I was present at that Kremlin meeting but my report to Foreign Affairs of the secret proceedings clearly did little to ease the rampant paranoias in Canberra about China in Vietnam.

The same was also largely true when in 1967 I published my research into the origins of Moscow’s dispute with China (In Fear Of China, Lansdowne Press). That research showed Beijing had also been the good communists in other areas – urging Soviet moderation in eastern Europe in the 1950’s for example. But it was most evident in Beijing’s backing for Khruschev in his June 1957 confrontation with Soviet hardliners. As a reward, Khruschev had promised Soviet help for Beijing’s efforts to get a nuclear bomb.

But when China had begun its efforts to recover the so-called offshore islands, including Quemoy, which the Taiwan regime had continued to occupy after their 1949 defeat, Khruschev had realised his hopes for detente with Washington would be damaged if he came out in nuclear support for Beijing – hopes which in any case were going to be killed by the Washington hawks, as Beijing had predicted.
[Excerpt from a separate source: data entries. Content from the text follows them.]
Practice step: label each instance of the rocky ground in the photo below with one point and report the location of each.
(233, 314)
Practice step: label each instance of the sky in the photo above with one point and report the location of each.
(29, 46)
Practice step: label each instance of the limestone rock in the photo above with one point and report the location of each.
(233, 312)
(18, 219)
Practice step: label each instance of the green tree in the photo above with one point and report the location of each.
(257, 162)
The earlier Khruschev promise of nuclear help to China was withdrawn. The dispute, and the conventional wisdom about it (which Kissinger has since said helped lead the US decision to intervene in Vietnam’s civil war), was unleashed.
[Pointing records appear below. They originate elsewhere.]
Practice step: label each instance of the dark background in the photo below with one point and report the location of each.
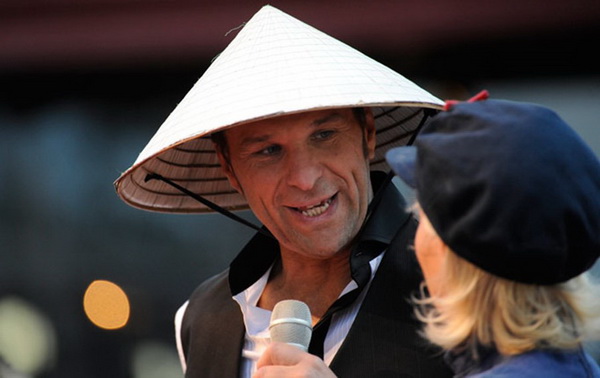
(85, 84)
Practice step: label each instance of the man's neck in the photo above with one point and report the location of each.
(316, 282)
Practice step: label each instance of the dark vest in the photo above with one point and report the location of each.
(382, 342)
Years later, I discovered an interesting twist to the Hasluck story. From the start it had seemed very unlikely that an Australian foreign minister would suddenly want to fly to Moscow demanding an immediate meeting with the Soviet leadership. We in the Embassy had just managed to arrange the meeting. But it was clear the Soviets were not very keen.

It was only when Hasluck began to claim he had a very important message to give Moscow that they relented. It seems that the message came from Washington.

Just weeks earlier, on October 14, Khruschev had suddenly been deposed as Soviet leader. Washington, which was also dominated by the ‘good communist-bad communist’ wisdom, seems to have decided that the new Soviet leadership, under the ‘good’ communists, would be open to an offer to cooperate against China, and had chosen Canberra to be the message bearer.

To this day, few, even in Australia, seem to have realised that on behalf of the US we had been inviting the Soviets to go to war with us against China in Vietnam. When he returned to Australia a chastened Hasluck said he had gone to Moscow simply so he could be among the first to congratulate the new Soviet leadership.

And even fewer, it seems, know what the Sino-Soviet dispute was about anyway. The image of Beijing somehow being inherently aggressive still lingers on, especially in the minds of our anti-China lobby in Australia.